Кому-то деньги давали иллюзию власти над другими людьми, кому-то тешили самолюбие. Мамаев же расширял свой бизнес, как мудрый правитель расширяет границы своих владений, оттесняя все дальше от столицы рубежи, с которых может прийти угроза его свободе. А свобода, по несомненному для Мамаева, выстраданному им убеждению, определяется количеством людей, которых ты безнаказанно можешь послать на ...
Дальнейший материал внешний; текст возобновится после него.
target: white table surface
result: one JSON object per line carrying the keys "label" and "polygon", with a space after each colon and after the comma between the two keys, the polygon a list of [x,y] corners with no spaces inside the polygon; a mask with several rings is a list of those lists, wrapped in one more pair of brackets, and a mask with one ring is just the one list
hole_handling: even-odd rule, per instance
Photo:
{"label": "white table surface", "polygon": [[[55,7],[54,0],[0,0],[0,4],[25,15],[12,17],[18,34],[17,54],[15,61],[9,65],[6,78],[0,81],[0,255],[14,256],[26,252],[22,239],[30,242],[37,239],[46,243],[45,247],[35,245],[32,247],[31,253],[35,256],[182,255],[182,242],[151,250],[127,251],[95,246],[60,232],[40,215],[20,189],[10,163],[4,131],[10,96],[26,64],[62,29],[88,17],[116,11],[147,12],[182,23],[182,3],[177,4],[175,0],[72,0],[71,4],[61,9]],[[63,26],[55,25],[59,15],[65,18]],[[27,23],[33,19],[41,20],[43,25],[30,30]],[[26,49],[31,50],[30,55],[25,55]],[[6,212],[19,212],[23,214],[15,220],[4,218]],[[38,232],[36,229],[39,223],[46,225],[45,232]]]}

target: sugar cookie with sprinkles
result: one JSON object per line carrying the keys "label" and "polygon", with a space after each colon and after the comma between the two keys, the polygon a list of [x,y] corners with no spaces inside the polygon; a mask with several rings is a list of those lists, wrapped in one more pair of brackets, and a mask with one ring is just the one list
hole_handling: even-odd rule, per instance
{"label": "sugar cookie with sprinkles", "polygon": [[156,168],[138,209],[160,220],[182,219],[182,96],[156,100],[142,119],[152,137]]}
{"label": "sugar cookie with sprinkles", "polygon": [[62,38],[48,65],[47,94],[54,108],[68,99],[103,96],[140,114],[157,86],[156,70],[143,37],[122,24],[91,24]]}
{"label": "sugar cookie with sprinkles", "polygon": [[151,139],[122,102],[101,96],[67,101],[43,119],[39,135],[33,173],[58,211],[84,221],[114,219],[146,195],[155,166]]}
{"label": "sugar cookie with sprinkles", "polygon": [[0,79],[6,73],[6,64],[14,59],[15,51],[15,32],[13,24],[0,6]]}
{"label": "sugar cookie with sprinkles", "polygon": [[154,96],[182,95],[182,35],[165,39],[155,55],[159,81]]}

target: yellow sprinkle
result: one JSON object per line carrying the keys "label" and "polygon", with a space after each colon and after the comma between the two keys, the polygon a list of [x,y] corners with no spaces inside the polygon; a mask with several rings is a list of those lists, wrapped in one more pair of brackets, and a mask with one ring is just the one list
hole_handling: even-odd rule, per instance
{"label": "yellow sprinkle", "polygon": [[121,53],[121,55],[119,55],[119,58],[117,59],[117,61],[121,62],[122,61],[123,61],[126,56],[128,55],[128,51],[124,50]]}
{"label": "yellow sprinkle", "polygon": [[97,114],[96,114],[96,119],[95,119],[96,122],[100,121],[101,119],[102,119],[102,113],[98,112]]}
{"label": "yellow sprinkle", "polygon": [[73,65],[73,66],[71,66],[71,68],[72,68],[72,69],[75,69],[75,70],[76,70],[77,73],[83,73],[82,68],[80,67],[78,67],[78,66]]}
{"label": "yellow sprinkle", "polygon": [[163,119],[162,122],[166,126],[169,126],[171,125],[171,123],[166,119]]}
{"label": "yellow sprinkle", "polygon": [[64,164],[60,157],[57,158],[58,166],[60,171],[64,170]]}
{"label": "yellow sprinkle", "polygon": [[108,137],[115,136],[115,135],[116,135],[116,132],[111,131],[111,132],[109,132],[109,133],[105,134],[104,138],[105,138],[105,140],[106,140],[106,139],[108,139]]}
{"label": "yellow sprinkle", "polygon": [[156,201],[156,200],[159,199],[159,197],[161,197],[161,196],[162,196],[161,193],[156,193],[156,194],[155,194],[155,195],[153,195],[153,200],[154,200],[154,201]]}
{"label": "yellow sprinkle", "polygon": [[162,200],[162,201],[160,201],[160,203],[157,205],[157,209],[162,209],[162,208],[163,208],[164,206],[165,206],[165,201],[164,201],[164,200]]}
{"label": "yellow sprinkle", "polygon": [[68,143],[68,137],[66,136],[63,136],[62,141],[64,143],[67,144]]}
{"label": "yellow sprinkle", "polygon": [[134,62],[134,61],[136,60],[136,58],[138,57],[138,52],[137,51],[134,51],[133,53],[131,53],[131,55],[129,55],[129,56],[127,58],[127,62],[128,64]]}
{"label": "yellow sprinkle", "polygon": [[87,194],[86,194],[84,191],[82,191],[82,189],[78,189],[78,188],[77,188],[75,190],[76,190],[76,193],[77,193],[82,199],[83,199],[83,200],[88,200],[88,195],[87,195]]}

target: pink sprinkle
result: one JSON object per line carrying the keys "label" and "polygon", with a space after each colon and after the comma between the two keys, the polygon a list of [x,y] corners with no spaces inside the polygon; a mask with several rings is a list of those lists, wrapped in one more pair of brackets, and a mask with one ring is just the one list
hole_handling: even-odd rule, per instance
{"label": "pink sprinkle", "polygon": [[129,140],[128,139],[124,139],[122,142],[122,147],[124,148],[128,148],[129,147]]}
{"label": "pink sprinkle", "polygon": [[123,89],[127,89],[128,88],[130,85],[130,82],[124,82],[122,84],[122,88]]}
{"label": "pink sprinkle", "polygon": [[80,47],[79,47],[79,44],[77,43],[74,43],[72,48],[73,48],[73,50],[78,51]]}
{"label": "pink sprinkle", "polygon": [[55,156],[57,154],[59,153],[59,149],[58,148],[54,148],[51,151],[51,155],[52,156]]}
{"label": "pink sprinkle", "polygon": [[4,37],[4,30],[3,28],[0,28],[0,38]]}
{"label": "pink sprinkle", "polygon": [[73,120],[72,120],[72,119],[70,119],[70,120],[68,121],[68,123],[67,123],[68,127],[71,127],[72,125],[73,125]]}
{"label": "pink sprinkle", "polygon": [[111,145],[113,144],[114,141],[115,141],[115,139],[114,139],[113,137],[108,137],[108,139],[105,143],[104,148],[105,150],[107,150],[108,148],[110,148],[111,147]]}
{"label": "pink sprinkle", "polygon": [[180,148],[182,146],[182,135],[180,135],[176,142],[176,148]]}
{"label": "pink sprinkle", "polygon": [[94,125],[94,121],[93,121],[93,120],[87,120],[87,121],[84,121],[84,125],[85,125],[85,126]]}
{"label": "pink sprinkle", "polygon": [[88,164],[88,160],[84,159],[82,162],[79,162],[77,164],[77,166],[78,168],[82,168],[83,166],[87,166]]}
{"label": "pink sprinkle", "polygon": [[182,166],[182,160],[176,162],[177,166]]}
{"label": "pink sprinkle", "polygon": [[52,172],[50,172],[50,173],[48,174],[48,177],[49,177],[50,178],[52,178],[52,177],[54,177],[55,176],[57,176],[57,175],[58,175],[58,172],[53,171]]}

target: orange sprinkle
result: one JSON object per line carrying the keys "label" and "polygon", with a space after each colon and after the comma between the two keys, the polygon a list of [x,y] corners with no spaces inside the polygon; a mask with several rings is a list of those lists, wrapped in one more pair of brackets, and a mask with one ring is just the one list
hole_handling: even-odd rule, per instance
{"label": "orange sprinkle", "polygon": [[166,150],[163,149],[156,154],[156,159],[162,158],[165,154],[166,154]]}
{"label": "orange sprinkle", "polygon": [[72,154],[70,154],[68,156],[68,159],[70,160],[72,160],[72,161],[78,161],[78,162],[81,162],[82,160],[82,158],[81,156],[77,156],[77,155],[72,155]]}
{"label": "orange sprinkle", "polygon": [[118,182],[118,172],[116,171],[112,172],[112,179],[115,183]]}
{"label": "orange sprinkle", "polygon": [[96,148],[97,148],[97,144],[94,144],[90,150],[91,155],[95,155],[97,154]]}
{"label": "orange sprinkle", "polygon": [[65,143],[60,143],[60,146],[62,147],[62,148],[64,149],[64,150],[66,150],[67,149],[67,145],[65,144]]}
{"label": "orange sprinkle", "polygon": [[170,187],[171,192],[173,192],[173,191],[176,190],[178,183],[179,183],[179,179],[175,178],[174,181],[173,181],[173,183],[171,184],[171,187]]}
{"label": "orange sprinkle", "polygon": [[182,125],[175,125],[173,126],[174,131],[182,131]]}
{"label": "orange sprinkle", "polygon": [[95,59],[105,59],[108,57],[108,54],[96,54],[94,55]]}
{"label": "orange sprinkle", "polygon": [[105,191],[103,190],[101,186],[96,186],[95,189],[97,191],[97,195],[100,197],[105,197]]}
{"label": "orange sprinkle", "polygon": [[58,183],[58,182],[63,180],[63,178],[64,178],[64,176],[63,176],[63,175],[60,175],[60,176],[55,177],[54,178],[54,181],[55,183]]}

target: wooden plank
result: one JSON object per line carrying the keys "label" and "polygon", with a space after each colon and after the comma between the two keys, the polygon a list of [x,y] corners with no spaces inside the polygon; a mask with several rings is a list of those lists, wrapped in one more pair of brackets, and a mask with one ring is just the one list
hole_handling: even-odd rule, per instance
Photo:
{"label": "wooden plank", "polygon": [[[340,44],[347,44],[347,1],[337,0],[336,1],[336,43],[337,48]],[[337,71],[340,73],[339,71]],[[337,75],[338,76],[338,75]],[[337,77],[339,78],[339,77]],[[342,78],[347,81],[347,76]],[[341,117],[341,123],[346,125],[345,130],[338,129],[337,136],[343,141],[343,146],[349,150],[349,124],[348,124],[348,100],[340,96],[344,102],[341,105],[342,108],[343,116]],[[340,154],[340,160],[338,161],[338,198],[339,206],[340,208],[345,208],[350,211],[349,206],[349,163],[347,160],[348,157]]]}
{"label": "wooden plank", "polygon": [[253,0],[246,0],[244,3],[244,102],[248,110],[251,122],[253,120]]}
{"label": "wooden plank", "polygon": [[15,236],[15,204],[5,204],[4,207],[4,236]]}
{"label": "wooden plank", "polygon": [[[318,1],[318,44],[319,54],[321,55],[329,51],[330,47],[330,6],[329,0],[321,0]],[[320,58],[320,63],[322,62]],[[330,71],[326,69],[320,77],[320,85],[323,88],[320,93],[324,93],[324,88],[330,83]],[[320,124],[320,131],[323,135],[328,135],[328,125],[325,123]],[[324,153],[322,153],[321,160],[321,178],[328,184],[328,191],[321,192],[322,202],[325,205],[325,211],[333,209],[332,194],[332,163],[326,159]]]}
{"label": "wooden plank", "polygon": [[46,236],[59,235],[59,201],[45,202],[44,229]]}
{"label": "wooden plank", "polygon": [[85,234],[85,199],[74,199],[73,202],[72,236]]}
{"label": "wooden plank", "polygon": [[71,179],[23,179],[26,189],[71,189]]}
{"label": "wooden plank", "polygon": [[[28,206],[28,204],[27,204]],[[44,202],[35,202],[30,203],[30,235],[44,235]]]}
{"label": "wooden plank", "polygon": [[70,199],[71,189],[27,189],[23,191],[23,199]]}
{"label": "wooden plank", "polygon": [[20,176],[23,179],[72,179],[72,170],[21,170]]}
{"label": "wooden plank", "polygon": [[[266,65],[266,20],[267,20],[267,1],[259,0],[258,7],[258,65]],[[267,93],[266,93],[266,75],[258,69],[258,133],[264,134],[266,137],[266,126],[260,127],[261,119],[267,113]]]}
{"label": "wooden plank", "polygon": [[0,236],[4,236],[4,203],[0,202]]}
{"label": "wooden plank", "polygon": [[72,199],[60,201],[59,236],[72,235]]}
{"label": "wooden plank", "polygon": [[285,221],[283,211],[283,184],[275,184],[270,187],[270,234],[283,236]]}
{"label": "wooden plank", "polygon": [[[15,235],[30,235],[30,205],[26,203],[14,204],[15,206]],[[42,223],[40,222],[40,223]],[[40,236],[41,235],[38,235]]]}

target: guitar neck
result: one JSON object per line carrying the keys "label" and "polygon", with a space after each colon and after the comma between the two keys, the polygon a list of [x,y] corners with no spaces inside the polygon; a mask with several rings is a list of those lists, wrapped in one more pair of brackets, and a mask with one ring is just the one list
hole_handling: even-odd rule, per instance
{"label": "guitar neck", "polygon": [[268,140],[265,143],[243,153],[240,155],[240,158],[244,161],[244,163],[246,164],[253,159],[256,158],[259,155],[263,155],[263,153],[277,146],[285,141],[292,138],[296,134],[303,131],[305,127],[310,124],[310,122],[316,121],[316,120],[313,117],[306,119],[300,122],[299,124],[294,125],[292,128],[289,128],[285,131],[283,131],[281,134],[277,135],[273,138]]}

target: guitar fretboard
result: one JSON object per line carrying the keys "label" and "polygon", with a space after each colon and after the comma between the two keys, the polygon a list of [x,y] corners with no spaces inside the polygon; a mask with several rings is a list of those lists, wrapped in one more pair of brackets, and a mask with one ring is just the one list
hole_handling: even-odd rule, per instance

Коренастый, лысоватый, с грубым красным лицом, обмороженным на лесоповале под Абаканом, с сильными, поросшими седыми волосами руками, в распахнутой на груди ковбойке, обнажавшей широкую волосатую грудь, он стоял на двенадцатом этаже в лоджии элитного дома на Больших Каменщиках, курил, смотрел на вечернюю Москву и пытался понять, откуда в нем это ощущение надтреснутости, беспокойство.
С высоты двенадцатого этажа открывался вид на Зацепу, на крыши старых домов, на фонари Котельнической и Космодамианской набережных. По черной воде Москвы-реки скользили огни барж. Сентябрь стоял ясный, теплый. Москва неторопливо вплывала из лета в зиму — как пересекающий экватор огромный круизный теплоход, наполненный огнями, музыкой, движением празднично одетых людей на прогулочных палубах.
Был спокойный, тихий, очень мирный вечер. А внутри свербело. Это был сигнал опасности, который посылал Мамаеву какой-то внутренний локатор, фибры души. Вот так же свербело два с половиной года назад, когда он только чудом избежал краха. При этом воспоминании даже сейчас давало сбой сердце, как у водителя, который вспоминает о смертельно опасном моменте на дороге, когда он был на волосок от катастрофы.